Tuesday, October 22, 2013

Status update: Part 8

This post is fairly weak in content as I noticed that there are some bugs introduced in the newest bits, but there are also some improvements:
- the generated code does not use for generated types namespaces. Some name mangling were fixed because of this
- the duplicate runtime methods do not appear anymore
- documentation is vastly improved: as I use CodeRefractor as a bachelor paper, I described all the optimizations and various components of CR in an extensive manner. There are 40 written pages with content that may be interesting. If you are interested (at least as a lecture) about various internal parts or how the code is made, I recommend reading the Documentation folder.
- generic class specialization works (partially at least) and name mangling is better of managing generics
- there are also advances (small ones) into supported delegates, but is still not ended. The best part is that the delegates code is isolated and when I will have time I will be able to finish them

Still the main area of focus remains for now: bug fixing and/or code cleanup.

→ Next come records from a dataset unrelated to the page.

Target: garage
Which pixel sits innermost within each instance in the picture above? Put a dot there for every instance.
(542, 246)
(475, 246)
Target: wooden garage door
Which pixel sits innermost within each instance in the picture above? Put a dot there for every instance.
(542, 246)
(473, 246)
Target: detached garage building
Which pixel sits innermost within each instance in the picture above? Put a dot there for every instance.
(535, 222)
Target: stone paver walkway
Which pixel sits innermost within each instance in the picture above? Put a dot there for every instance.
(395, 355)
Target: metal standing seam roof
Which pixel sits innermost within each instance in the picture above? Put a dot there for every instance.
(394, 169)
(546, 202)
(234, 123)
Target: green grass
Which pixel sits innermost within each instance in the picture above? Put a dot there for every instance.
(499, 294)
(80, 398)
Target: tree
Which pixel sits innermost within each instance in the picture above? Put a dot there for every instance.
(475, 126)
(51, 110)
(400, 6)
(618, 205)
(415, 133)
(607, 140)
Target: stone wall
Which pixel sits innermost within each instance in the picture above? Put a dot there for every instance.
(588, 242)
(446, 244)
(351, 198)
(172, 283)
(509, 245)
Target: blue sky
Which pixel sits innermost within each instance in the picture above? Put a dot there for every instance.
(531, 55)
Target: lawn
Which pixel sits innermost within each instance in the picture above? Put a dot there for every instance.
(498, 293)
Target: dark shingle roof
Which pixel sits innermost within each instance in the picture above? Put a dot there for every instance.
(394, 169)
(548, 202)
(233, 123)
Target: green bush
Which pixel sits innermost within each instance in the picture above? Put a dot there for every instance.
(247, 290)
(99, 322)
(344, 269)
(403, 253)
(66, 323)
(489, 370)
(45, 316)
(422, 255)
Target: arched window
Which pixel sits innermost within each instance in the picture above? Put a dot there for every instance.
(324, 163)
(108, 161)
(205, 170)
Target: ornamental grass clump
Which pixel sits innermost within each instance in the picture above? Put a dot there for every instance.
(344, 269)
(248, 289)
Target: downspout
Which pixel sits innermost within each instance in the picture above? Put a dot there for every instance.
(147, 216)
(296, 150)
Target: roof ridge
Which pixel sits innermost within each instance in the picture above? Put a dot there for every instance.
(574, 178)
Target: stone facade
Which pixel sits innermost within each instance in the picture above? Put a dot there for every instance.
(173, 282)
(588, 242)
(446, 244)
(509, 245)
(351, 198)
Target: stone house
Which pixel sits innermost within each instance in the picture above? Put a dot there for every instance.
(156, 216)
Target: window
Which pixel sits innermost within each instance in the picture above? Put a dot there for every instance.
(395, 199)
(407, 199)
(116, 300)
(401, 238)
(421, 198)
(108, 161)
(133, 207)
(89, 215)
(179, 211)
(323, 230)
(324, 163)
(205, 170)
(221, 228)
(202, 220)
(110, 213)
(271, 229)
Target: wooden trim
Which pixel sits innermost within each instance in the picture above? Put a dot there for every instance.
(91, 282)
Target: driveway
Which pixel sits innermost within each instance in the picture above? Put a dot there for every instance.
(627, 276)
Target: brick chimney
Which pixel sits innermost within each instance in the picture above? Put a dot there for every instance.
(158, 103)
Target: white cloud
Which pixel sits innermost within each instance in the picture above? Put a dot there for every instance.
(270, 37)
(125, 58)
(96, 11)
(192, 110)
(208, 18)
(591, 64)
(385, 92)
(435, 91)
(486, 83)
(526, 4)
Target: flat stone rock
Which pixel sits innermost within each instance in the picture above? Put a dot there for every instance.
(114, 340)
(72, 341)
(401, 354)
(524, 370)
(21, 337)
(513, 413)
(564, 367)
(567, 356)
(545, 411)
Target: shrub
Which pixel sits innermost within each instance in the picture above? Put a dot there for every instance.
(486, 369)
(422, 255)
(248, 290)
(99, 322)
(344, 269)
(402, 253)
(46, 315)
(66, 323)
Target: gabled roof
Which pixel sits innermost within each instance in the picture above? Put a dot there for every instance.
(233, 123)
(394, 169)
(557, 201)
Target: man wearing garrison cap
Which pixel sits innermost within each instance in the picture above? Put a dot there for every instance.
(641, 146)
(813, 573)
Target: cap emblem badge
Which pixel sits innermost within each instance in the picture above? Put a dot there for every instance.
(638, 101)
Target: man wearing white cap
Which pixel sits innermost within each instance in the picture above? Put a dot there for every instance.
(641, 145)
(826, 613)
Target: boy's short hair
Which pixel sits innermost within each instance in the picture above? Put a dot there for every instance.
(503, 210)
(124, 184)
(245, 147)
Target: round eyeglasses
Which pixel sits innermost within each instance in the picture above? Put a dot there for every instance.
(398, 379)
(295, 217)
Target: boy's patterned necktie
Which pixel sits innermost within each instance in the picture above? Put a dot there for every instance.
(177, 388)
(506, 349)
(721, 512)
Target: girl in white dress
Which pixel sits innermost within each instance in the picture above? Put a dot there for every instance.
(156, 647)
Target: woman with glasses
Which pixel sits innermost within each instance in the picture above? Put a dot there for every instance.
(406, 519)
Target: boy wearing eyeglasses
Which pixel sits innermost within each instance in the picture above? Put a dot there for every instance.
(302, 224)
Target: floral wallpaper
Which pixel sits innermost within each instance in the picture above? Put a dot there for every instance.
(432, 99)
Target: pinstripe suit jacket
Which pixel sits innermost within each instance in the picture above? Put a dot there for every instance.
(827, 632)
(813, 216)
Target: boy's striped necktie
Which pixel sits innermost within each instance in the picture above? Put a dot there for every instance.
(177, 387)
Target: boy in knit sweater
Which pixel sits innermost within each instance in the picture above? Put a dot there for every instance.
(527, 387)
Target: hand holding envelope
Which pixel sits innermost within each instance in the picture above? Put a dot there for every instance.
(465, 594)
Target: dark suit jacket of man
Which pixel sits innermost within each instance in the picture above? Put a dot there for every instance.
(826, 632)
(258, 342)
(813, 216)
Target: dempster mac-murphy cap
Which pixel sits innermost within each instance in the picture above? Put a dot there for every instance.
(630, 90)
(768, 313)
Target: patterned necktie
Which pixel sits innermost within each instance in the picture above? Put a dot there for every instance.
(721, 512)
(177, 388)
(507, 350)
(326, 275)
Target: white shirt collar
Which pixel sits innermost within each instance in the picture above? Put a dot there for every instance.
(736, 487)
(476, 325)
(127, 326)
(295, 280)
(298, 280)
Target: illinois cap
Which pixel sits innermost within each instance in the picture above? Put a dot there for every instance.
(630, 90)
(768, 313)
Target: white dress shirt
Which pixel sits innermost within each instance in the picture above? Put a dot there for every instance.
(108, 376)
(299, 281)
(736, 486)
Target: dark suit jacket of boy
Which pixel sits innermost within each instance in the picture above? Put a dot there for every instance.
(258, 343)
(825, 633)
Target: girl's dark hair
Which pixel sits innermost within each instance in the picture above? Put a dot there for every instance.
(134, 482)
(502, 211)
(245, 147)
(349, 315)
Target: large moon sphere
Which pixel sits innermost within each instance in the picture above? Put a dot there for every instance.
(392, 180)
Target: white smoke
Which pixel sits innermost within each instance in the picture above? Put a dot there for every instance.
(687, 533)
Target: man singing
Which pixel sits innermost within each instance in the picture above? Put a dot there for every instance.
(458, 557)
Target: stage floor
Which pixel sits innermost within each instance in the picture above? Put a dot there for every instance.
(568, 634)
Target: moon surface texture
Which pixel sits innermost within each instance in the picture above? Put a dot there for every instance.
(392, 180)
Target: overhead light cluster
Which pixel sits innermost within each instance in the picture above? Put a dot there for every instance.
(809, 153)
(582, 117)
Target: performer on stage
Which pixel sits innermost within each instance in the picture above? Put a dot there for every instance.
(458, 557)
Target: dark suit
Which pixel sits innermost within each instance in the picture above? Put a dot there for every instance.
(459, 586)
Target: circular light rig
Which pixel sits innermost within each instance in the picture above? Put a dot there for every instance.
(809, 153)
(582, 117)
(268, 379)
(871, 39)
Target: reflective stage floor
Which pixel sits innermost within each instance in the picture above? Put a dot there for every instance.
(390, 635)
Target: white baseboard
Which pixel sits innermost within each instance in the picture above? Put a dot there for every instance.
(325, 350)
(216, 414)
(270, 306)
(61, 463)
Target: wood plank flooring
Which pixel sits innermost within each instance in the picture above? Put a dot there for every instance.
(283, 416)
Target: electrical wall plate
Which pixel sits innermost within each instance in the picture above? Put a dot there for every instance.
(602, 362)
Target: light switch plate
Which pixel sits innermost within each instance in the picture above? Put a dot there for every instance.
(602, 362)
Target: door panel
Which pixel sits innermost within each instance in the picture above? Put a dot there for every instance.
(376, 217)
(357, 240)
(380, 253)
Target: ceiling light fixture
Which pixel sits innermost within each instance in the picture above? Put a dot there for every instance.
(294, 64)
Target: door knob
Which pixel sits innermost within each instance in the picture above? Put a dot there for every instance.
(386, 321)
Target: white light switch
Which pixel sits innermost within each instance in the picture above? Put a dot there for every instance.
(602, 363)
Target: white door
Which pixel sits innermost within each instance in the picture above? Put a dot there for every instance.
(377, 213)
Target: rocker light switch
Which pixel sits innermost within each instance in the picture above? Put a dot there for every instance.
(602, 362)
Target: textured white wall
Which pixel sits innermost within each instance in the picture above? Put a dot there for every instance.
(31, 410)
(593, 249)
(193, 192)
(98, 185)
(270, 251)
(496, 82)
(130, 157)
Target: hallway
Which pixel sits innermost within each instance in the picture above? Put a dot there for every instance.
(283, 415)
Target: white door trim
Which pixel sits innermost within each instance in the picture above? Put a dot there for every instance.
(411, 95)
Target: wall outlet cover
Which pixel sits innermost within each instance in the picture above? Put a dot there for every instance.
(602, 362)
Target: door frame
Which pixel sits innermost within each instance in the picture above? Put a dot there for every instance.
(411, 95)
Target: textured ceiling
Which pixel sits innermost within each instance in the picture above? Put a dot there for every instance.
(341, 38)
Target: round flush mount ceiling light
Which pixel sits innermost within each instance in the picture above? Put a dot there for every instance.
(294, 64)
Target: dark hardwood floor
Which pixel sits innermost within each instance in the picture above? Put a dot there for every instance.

I want with this post to thank Jetbrains by offering a (free) license of ReSharper to advance CodeRefractor. I think that R# is a great tool in itself and I hope you will test it if you are not using it you will see how it improves the code quality of your code base.

Monday, October 7, 2013

NBody: can C# be *very* fast?

As you read in the previous blog post, performance of Java and .Net can be fast (or even faster) than C++ compiled code. Anyway, this was a reason for me to look the performance discrepancy and to implement three "remaining" optimizations that made the gap of performance really big:
- escape analysis: allocations for objects that are not escaping are made on stack
- common subexpression elimination
- loop invariant code motion (LICM)

So what it means in performance terms? I will not put exact numbers, but with the best C++ time, you will get a bit less than 1300 ms (on Linux), and around 1400 ms on Windows (on both VC++ and MinGW).

Why these optimizations were so important:
- escape analysis removes for cases of parameters of functions necessity of increment/decrement reference counting
- having a lot of small items (in expressions) that do repeat, they will be precomputed once. This part also work over function calls (if the functions are evaluated as pure).
So if you have a rotation matrix, and you compute against cosine (alpha) and sine(alpha), you don't have to cache the sine and cosine, the compiler will do it for you automatically.
- LICM (Wikipedia article) will work as common subexpressions, but in case your code has expressions that do not change over the loops, they will be executed at the start of the loop once, and not at every iteration. This optimization works also with pure functions, so if you make a function call, this function call will be moved outside of the loop also.


This also means that I will not work (excluding there are bugs) for optimizations for some time, but you may try to generate code and the result "should scream".